I dunno, am I way off on that?

--
--
~kaeli~
Never say, "Oops!"; always say, "Ah, interesting!"
http://www.ipwebdesign.net/wildAtHeart
http://www.ipwebdesign.net/kaelisSpace

 
Reply With Quote
 
Thomas Weidenfeller
Guest
Posts: n/a
 
      02-11-2004
kaeli wrote:
> I've got a shell script (ksh) that does some file copying and deleting.
> I'm running into some problems with it that I'm wondering if I can
> solve. Since I plan on re-writing it with java (1.4), I figure I might
> as well do it right this time.


There are several ways to fix this (to a "good enough" level), without
using Java. One example:

> Here's the drill:
> Cron runs this code every 5 minutes.
> Program looks on one machine,


Check for the particular file. If found, rename the file to something
temporary - all in one operation. E.g. (Bourne-Shell syntax):

if [ mv "$file" "$file.$$" ] ; then
# Found file, renamed it.
# can start copying
# A second invocation will not find
# this file any more, and leave it alone.
> uses ssh to copy a file to another

fi

> machine, changes the filename, the owner and permissions (chmod), and
> then deletes the file from the source machine.
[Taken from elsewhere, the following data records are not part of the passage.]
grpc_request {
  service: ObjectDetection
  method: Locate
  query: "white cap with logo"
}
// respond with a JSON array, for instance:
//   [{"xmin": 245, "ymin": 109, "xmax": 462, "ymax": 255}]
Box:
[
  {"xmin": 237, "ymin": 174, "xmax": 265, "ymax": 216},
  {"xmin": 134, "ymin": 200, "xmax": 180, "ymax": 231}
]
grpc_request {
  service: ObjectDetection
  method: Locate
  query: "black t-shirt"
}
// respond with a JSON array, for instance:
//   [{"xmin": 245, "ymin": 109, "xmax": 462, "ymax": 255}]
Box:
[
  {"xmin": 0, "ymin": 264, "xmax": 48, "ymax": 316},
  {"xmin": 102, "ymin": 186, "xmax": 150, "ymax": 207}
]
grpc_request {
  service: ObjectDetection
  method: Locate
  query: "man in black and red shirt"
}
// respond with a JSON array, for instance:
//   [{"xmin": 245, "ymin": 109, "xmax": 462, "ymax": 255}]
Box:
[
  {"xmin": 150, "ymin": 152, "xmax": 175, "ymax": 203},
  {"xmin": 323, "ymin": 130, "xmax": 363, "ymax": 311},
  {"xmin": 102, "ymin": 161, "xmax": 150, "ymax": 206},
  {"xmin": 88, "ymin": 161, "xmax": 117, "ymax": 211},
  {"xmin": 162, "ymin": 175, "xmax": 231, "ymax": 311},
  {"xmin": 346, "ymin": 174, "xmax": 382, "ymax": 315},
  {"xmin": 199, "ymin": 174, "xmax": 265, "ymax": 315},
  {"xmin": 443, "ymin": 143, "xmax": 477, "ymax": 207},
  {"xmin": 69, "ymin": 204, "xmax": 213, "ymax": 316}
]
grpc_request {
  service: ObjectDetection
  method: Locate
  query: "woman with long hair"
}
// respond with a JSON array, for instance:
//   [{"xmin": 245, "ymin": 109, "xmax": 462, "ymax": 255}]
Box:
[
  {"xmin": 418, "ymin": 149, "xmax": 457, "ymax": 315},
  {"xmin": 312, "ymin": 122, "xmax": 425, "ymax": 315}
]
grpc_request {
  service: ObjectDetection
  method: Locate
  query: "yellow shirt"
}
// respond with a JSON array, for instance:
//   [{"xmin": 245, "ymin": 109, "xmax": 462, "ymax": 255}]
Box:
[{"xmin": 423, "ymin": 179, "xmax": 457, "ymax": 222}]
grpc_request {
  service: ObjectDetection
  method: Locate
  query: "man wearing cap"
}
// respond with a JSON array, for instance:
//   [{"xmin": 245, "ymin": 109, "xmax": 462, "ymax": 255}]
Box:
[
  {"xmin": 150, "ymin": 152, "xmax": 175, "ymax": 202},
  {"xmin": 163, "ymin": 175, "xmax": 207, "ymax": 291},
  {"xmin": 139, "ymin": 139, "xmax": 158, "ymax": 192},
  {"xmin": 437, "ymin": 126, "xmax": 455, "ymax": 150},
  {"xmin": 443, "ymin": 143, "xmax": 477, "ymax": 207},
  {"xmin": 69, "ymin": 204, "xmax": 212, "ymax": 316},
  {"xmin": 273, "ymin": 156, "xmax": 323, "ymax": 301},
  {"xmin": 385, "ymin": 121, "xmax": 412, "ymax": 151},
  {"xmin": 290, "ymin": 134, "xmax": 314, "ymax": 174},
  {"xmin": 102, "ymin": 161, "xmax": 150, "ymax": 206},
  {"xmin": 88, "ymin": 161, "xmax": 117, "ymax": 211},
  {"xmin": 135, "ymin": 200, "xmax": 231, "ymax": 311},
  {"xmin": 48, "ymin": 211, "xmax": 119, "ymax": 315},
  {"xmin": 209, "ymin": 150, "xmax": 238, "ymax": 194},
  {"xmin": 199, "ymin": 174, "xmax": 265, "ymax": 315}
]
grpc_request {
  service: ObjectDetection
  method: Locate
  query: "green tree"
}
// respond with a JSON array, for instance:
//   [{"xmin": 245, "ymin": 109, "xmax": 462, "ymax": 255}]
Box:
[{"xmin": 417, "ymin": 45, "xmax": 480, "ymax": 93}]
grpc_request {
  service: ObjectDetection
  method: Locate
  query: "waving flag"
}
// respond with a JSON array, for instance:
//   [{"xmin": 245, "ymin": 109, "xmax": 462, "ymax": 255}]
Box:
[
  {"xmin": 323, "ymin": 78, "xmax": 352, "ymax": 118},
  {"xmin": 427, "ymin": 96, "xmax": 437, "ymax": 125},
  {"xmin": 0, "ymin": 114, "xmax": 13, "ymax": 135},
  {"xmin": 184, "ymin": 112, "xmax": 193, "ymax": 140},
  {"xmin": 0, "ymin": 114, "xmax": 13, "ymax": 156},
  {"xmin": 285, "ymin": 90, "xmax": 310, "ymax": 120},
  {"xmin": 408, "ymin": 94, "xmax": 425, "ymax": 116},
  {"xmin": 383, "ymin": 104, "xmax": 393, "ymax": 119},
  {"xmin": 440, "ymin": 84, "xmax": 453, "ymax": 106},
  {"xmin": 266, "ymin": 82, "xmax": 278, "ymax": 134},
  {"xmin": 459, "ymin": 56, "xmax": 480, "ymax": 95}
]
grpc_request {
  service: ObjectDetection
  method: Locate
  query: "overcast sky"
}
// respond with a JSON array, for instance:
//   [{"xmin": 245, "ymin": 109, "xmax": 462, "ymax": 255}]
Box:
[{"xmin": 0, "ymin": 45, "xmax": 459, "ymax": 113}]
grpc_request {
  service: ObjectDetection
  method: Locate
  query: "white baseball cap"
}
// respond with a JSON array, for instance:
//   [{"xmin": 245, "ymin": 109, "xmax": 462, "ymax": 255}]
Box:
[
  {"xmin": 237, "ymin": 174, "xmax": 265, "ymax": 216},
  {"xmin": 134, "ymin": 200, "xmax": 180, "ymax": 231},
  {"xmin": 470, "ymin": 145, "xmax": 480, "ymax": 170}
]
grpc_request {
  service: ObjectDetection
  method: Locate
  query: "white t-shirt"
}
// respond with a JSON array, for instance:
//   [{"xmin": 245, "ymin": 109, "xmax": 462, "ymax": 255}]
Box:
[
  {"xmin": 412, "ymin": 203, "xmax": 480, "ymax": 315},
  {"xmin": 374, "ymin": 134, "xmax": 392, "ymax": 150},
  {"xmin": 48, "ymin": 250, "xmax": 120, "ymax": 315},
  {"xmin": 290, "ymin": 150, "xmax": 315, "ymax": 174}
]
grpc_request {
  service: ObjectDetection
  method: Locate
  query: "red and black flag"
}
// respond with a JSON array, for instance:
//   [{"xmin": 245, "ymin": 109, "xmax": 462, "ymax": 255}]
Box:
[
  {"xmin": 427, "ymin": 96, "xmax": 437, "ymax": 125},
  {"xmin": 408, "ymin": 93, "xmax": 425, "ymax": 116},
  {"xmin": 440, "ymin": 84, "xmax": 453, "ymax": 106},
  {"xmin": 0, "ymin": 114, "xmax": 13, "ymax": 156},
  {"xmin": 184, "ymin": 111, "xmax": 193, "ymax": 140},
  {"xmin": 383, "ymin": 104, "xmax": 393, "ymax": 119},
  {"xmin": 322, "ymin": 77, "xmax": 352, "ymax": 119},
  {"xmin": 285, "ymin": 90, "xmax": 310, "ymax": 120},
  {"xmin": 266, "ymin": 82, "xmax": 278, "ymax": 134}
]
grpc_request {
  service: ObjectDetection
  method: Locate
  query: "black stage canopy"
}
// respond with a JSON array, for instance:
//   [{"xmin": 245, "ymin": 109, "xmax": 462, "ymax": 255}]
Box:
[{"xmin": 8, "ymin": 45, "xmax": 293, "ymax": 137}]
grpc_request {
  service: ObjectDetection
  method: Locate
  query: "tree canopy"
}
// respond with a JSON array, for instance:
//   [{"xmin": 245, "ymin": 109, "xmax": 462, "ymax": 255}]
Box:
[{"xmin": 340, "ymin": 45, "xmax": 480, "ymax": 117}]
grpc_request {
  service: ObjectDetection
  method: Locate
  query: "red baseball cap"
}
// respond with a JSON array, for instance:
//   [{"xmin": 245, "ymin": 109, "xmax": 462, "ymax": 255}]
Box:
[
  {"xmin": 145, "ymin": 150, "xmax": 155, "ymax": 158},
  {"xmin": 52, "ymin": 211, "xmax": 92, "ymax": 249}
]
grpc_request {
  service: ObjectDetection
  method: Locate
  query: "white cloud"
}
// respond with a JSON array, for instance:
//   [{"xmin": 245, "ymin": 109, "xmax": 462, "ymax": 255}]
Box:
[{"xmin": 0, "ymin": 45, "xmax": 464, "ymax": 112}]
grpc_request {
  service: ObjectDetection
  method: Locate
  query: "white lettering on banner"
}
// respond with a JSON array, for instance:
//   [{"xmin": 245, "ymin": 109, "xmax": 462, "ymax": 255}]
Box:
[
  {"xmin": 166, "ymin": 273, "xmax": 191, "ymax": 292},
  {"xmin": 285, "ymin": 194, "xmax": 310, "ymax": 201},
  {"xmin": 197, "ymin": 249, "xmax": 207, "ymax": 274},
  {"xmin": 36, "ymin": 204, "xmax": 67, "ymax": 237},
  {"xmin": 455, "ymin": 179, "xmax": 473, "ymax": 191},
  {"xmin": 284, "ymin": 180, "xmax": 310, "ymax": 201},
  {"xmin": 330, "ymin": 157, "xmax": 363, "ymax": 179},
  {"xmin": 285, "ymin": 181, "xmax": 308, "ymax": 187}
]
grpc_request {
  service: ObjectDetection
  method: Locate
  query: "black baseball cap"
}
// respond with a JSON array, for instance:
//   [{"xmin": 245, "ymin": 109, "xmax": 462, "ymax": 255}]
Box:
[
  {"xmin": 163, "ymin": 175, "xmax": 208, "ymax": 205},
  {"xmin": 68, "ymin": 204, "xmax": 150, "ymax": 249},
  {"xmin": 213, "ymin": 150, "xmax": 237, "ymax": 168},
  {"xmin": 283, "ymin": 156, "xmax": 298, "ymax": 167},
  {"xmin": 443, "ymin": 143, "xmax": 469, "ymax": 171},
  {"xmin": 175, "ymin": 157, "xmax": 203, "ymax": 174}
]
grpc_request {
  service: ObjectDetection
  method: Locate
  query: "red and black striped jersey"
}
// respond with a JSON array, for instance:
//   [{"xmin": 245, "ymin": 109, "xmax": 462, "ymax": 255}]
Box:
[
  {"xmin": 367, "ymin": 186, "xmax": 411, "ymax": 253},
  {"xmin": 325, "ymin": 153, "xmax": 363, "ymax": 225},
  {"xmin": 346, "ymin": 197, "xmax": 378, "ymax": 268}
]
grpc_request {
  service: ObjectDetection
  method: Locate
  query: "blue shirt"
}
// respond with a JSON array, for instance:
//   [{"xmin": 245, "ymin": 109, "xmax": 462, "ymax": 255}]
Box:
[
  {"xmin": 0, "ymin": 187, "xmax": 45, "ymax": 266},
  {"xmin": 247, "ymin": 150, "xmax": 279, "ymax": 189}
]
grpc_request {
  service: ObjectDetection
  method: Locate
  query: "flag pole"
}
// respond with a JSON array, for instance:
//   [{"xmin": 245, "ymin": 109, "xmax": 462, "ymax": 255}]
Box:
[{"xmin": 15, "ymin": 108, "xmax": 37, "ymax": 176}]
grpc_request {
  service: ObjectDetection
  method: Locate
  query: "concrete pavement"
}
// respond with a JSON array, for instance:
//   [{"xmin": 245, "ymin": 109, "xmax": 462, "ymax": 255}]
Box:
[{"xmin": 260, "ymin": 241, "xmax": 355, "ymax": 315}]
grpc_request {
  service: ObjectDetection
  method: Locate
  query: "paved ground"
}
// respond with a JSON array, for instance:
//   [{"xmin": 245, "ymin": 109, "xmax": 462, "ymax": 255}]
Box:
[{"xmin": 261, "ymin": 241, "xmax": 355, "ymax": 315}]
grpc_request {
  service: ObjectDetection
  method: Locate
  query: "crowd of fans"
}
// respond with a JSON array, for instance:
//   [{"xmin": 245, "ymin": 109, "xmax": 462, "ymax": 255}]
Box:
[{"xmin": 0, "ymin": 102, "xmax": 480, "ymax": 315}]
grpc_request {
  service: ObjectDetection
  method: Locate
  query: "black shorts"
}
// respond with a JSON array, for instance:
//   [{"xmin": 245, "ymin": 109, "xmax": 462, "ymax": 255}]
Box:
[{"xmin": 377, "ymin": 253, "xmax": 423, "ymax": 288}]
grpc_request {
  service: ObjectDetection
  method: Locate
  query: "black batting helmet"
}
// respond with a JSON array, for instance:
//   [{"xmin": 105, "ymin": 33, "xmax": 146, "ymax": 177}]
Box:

Delete the renamed file instead.

> Sounds simple enough...


It is. You might want to add a sanity check which e.g. runs once a day
and checks if there are old renamed files lying around and either
collect them, or delete them.

Other solutions include setting empty files as markers to indicate if a
file is already copied. But this can result in a race condition if you
start the script multiple times at the same time:

if [ ! -f "$file.mark" ] ; then
# race condition can happen here

# place a mark
touch "$file.mark"
# now copy

# after copy, delete
rm "$file" "$file.mark"
fi

Instead of setting the marker on the remote machine, you could also set
the marker on the local machine, but you would have to add the remote
host name in order to distinguish the markers.

Another solution would be to separate the script into two scripts. One
doing the copying, and another one checking if there is already a
copying script running for a particular remote machine. Have fun with ps
or pgrep.

> Problems:
> Large files (we're talking gigabytes) take more than 5 minutes to copy.
> Something is causing the file to be deleted before it has finished
> copying.


There is something else wrong. Try to find this "something" first. Most
likely it is the application writing the file, or there is something
wrong in your script. Unix is robust when it comes to the deletion of
files which are currently in use. A deletion during a copy should not
affect the copy.

> I was going to solve this with the usual .running type fix, but we
> really need the program to actually run every 5 minutes (more than one
> instance will be needed). If an instance is already copying the file,
> the file should just be ignored. The file should not be deleted if the
> copy hasn't finished.


You do check the exit code of the copy command, don't you?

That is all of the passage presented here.